"My World and Welcome To It" ran for only one season, from 1969 to 1970, but it won Mr. Windom an Emmy Award for Best Actor. The show was based on the essays and drawings of cartoonist James Thurber. In it, Mr. Windom played a cartoonist for a New York magazine. Each episodes was peppered with animation and fantasy sequences born of Mr. Windom's character's mind.
Later on, beginning in 1985, he achieved small-screen visibility again playing Dr. Seth Hazlitt on the Angela Lansbury series "Murder, She Wrote."
William Windom was born on Sept. 28, 1923, in Manhattan to Paul Windom and the former Isobel Wells Peckham. He attended Williams College in Massachusetts. In World War II, he was an Army paratrooper. Afterwards, while stationed in Frankfurt during the post-war Allied occupation, he enrolled in the new Biarritz American University in France and became involved in drama there. There, he played the title role in Richard III.
He began appearing on the Broadway stage in 1946, in a series of productions of the American Repertory Theatre, which was run by the stage doyennes Eva Le Gallienne, Cherly Crawford and Margaret Webster. With the company, he acted in King Henry VIII, What Every Woman Knows, John Gabriel Borkman, A Pound on Demand/Androcles and the Lion, Yellow Jack and Alice in Wonderland, in which he played the White Rabbit.

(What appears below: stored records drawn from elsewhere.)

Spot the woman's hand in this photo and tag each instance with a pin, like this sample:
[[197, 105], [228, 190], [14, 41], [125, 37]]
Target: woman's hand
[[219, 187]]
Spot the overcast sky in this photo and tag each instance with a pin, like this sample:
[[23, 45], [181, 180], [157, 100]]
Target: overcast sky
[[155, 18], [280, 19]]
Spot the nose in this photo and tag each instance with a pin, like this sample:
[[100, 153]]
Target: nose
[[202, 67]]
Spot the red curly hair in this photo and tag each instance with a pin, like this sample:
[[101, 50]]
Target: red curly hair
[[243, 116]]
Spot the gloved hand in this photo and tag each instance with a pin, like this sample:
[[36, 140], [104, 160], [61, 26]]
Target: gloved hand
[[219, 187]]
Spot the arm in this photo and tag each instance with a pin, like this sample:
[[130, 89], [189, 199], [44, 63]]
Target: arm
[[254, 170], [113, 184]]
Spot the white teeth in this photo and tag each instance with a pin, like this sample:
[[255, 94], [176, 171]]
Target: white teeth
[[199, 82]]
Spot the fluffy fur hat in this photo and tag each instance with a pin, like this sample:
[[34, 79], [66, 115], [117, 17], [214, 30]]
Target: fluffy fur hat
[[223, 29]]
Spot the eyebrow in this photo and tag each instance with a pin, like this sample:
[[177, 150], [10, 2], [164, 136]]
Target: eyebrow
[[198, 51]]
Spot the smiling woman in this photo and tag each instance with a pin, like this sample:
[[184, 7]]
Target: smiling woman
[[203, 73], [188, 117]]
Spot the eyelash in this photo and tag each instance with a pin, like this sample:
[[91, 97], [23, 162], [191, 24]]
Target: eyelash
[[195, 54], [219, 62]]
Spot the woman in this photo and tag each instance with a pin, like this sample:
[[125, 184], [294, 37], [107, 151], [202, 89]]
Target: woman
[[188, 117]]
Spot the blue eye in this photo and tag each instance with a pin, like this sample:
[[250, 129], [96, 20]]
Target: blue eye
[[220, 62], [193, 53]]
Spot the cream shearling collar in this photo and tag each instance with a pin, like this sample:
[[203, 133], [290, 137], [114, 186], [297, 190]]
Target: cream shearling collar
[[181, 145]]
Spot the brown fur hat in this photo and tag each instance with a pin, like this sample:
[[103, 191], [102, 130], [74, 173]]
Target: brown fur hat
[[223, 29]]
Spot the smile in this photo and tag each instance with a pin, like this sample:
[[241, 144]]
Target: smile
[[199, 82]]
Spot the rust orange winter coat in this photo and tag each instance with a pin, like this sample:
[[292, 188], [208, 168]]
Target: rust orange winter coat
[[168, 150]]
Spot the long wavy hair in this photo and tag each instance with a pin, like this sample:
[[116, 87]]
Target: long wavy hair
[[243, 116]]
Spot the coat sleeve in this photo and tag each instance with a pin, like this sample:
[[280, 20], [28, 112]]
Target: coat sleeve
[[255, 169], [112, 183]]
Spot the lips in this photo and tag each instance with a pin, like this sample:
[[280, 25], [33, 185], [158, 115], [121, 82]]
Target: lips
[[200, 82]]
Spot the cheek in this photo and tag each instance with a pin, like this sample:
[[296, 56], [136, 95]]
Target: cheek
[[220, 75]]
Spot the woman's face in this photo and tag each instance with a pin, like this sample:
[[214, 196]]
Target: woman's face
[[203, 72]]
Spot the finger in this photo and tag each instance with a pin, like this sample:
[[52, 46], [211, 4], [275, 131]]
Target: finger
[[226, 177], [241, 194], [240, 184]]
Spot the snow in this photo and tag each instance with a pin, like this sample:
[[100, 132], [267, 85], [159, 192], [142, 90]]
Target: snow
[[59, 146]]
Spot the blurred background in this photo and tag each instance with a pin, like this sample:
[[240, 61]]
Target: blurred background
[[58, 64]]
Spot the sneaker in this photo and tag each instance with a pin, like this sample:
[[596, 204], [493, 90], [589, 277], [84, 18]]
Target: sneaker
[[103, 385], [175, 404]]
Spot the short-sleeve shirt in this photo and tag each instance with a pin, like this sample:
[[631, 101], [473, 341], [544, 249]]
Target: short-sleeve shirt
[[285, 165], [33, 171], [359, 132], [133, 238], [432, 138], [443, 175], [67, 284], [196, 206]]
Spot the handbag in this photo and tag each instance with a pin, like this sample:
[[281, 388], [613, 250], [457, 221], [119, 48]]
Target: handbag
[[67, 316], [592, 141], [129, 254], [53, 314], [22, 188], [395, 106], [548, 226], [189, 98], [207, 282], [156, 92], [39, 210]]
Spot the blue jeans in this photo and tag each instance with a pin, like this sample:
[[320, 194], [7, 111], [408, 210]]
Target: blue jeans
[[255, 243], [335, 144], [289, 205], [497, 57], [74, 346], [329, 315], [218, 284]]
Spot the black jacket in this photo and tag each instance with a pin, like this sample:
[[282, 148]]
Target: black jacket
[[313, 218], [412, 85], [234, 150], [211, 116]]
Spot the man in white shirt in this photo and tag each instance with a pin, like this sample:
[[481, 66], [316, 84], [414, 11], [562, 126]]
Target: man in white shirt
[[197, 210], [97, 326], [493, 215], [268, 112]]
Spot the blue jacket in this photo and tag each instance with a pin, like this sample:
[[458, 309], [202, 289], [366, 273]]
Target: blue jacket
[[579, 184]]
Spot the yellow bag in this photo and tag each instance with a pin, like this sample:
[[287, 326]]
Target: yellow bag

His stage roles through the '50s included A Girl Can Tell, Mademoiselle Colombe, The Grand Prize, a marginally successful revival of Noel Coward's Fallen Angels, Double in Hearts and The Greatest Man Alive. His final Broadway appearance was in Viva Madison Avenue! in 1960, a comedy about advertising that ran two performances. Around this time he began to find work on radio and live television. He also worked in summer stock. Later in his stage career, he performed in one-man shows based on the work of Thurber and journalist Ernie Pyle.
Mr. Windom is survived by his wife of 37 years, Patricia, and four children, Rachel, Heather, Hope and Rebel, from three different marriages. (He was married a total of five times.)
Mr. Windom was philosophical about his profession and his chances in succeeding in it. "Likable plus 45 cents gets you a cup of coffee," he once commented. "They want something that's effectively the same. As an actor, you make money by having them know exactly who you are and what you're gonna do and that's what they come back to see again in one form or another. I'm not a star; there are only about 25 stars in the whole world. You run into trouble even with people like Liv Ullmann, a fine actress, but how many people in Africa ever heard of or care about Liv Ullmann? It's good acting, wonderful, so who cares? Bring on Mickey Mouse."